WHO chief says his uncle was murdered by Eritrean troops in Ethiopia’s Tigray region


WHO chief says his uncle was murdered by Eritrean troops in Ethiopia

Director-General of the World Health Organisation (WHO) Dr. Tedros Adhanom Ghebreyesus, has said that Eritrean troops “murdered” his uncle in the Tigray region of Ethiopia.


Tedros Adhanom Ghebreyesus, a former Ethiopian minister who comes from Tigray, has previously been a vocal critic of Ethopia’s role in the conflict that has killed tens of thousands and displaced millions.

In a deal brokered by Nigeria’s former president, Olusegun Obasanjo, the Ethiopian government and regional forces from Tigray agreed in November to cease hostilities last month in a major breakthrough.

However, troops from Eritrea, to the north, and forces from the neighbouring Ethiopian region of Amhara, to the south, who fought alongside Ethiopia’s military in Tigray were not party to the ceasefire.


In the closing minutes of a Geneva press briefing focused on COVID-19 on Wednesday, December 14, Tedros said that he nearly cancelled the event because he was “not in good shape” after hearing of his uncle’s “murder”.

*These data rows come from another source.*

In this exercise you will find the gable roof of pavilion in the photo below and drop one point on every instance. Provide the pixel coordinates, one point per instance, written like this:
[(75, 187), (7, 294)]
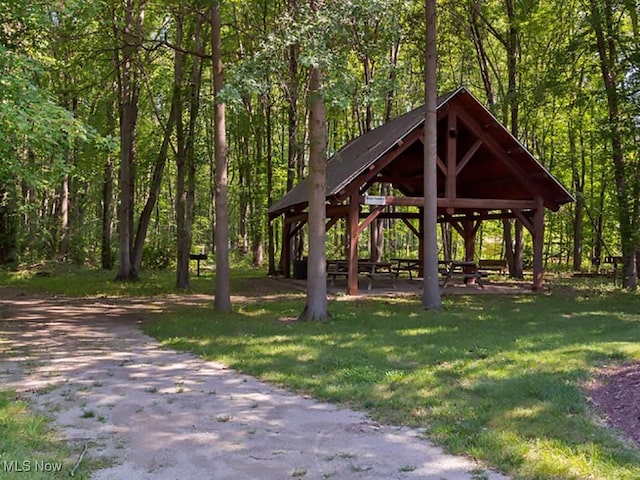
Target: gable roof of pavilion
[(361, 154)]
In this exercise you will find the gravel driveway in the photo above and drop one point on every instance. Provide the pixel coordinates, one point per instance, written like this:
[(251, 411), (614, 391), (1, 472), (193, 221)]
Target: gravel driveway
[(154, 413)]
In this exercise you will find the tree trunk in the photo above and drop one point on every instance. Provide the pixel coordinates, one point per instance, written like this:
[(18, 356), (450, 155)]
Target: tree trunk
[(578, 174), (128, 93), (106, 256), (602, 20), (63, 250), (271, 234), (431, 288), (222, 301), (8, 225), (185, 161), (316, 308)]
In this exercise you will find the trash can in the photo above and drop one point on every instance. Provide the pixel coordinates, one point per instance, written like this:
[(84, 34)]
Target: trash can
[(300, 269)]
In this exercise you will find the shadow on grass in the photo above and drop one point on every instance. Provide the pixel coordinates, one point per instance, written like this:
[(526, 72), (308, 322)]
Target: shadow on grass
[(496, 378)]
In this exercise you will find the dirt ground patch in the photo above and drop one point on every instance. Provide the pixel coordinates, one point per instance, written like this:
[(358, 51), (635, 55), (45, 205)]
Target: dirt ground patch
[(616, 393), (159, 414)]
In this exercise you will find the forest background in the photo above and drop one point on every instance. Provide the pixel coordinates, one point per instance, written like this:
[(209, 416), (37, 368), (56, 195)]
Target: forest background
[(111, 114)]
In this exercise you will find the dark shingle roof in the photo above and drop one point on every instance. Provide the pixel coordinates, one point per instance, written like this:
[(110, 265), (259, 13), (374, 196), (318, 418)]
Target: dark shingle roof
[(361, 153)]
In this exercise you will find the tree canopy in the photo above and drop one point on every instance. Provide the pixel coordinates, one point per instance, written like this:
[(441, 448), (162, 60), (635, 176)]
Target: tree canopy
[(107, 117)]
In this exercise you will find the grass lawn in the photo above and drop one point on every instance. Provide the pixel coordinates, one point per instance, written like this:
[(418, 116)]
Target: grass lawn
[(498, 378), (28, 448)]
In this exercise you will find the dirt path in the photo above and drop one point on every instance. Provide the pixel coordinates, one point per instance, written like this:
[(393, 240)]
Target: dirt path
[(158, 414)]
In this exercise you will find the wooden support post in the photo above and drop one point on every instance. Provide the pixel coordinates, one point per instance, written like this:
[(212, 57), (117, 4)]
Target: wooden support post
[(452, 140), (286, 247), (421, 244), (352, 251), (469, 228), (538, 244)]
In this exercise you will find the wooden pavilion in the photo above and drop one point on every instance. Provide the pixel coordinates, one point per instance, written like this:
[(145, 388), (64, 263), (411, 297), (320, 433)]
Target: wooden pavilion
[(483, 171)]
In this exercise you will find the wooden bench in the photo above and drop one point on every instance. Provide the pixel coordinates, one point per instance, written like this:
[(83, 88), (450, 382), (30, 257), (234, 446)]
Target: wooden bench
[(464, 270), (409, 265), (496, 265), (373, 270), (198, 257), (336, 268)]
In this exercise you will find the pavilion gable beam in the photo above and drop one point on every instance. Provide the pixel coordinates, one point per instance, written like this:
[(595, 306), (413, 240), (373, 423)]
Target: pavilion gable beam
[(467, 156), (297, 228), (526, 222), (383, 161), (411, 227), (469, 203), (452, 142), (498, 151), (332, 222), (370, 218)]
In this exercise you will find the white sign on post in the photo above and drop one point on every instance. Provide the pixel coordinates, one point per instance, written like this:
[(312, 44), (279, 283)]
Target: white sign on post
[(375, 200)]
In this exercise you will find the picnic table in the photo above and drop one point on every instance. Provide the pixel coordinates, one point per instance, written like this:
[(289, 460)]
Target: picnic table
[(372, 270), (464, 270), (409, 265)]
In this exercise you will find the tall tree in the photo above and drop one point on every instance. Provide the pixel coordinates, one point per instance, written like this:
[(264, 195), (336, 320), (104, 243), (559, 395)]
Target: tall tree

“I hope that this (peace) agreement will hold and this madness will stop but it’s a very difficult moment for me,” Tedros told reporters, adding that more than 50 other people had been killed in the same incident. 

Asked for details of the incident on the sidelines of the event, Tedros said that his younger uncle whom he grew up with had been killed by Eritrean soldiers in a village in Tigray. He declined to give the location because he said he feared the village would be attacked.

This comes after the killing of his cousin last year in Tigray when a church was blown up, he said, without giving further details.

Despite the truce Eritrean forces have been looting towns, arresting and killing civilians in the towns they still control across the region.


The Ethopian government, which opposed Tedros’ second term as head of WHO, has accused him of trying to procure arms and diplomatic backing for rebel forces – charges he has denied.